Fe D. Quita, the petitioner, and Arturo T. Padlan, both Filipinos, were married in the Philippines
on May 18, 1941. They got divorce in San Francisco on July 23, 1954. Both of them remarried another
person. Arturo remarried Bladina Dandan, the respondent herewith. They were blessed with six
children, all surnamed Padlan.

On April 16, 1972, when Arturo died, the trial court was set to declared as to who will be the
intestate heirs. The trial court invoking Tenchavez vs Escano case held that the divorce acquired by the
petitioner is not recognized in our country. Private respondent stressed that the citizenship of petitioner
was relevant in the light of the ruling in Van Dorn v. Rommillo Jr that aliens who obtain divorce abroad
are recognized in the Philippnes provided they are valid according to their national law. The petitioner
herself answered that she was an American citizen since 1954. Through the hearing she also stated that
Arturo was a Filipino at the time she obtained the divorce. Implying the she was no longer a Filipino
citizen.

The Trial court disregarded the respondent’s statement. The net hereditary estate was ordered
in favor the Fe D. Quita and Ruperto, the brother of Arturo. Blandina and the Padlan children moved for
reconsideration. On February 15, 1988 partial reconsideration was granted declaring the Padlan
children, with the exception of Alexis, entitled to one-half of the estate to the exclusion of Ruperto
Padlan, and the other half to Fe Quita. Private respondent was not declared an heir for her marriage to
Arturo was declared void since it was celebrated during the existence of his previous marriage to
petitioner. Blandina and her children appeal to the Court of Appeals that the case was decided without
a hearing in violation of the Rules of Court.

Issues:

Whether or not Quita is the legitimate surving spouse of Arturo Padlan.

Held:

No dispute exists as to the right of the six Padlan children to inherit from the decedent
because there are proofs that they have been duly acknowledged by him and petitioner
herself even recognizes them as heirs of Arturo Padlan, nor as to their
respective hereditary shares.

Private respondent is not a surviving spouse that can inherit from him as this status
presupposes a legitimate relationship. Her marriage to Arturo being a
bigamous marriage considered void ab inito under Articles 80 and 83 of the Civil Code
renders her not a surviving spouse. They married in 1947 whuile the divorce decree was
obtained in 1954.

The doubt persisted as to whether Quita was still a Filipino citizen when their divorce was
decreed. The trial court must have overlooked the materiality of this aspect.
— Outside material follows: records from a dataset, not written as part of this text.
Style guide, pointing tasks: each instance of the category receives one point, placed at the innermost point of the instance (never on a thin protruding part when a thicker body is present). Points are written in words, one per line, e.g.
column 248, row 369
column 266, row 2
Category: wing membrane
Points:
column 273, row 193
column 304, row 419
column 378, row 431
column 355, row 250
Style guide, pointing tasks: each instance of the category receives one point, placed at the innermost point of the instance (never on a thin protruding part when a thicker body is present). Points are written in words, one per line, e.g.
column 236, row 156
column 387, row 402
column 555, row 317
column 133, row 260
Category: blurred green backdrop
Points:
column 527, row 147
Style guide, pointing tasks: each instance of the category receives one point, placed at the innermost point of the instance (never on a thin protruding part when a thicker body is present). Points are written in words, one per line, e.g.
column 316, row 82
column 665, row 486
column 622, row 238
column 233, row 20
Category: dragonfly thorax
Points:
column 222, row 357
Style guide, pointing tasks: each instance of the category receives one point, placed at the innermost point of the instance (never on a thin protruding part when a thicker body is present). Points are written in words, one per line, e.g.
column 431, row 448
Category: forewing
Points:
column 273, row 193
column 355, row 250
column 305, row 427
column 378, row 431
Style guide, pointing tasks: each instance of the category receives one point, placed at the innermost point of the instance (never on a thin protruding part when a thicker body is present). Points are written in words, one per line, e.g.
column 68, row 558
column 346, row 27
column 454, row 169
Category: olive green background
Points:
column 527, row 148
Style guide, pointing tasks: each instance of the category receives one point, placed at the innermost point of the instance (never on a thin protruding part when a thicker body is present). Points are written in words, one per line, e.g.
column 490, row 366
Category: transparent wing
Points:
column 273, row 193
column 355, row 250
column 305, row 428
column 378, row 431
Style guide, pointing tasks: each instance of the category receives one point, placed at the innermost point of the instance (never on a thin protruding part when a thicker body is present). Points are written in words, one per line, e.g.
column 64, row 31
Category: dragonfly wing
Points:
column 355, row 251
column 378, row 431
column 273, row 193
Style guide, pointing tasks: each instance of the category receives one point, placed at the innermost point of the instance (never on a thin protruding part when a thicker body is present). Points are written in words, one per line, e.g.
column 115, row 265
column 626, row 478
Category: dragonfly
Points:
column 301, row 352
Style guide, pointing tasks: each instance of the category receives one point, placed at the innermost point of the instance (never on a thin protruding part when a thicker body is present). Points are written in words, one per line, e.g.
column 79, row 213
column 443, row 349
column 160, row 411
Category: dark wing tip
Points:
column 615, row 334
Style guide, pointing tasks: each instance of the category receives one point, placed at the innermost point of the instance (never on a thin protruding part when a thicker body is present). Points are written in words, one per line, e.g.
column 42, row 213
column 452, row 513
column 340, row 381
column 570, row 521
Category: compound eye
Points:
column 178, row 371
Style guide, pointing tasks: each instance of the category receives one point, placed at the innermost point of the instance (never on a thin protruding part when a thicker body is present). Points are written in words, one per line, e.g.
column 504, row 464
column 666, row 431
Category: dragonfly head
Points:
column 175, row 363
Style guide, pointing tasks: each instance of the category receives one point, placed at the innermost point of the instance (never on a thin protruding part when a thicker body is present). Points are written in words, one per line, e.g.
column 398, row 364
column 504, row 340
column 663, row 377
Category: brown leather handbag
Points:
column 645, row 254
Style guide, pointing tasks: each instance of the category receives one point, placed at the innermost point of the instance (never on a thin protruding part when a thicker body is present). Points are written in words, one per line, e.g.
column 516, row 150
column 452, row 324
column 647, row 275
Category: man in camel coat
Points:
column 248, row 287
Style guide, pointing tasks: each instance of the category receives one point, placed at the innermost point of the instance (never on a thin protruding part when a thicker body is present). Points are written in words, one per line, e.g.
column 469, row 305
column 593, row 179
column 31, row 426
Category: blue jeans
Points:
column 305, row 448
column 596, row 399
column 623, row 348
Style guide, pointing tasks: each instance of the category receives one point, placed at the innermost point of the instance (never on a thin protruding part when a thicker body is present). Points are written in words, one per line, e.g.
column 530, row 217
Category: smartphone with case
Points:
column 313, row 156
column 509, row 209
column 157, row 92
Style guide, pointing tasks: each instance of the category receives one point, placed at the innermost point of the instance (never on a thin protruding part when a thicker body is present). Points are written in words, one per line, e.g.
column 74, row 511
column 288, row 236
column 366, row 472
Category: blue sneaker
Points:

As to the right of the petitioner however, the court affirmed the ruling of the appellate court
in ordering the case returned to the trial court for further proceedings.
The ruling in Van Dorn v. Romillo Jr.[13]” that aliens may obtain divorces abroad, which
may be recognized in the Philippines, provided they are valid according to their national law”,
would become applicable Once proved that she was no longer a Filipino citizen at the time
of their divorce. The petitioner could very well lose her right to inherit from Arturo.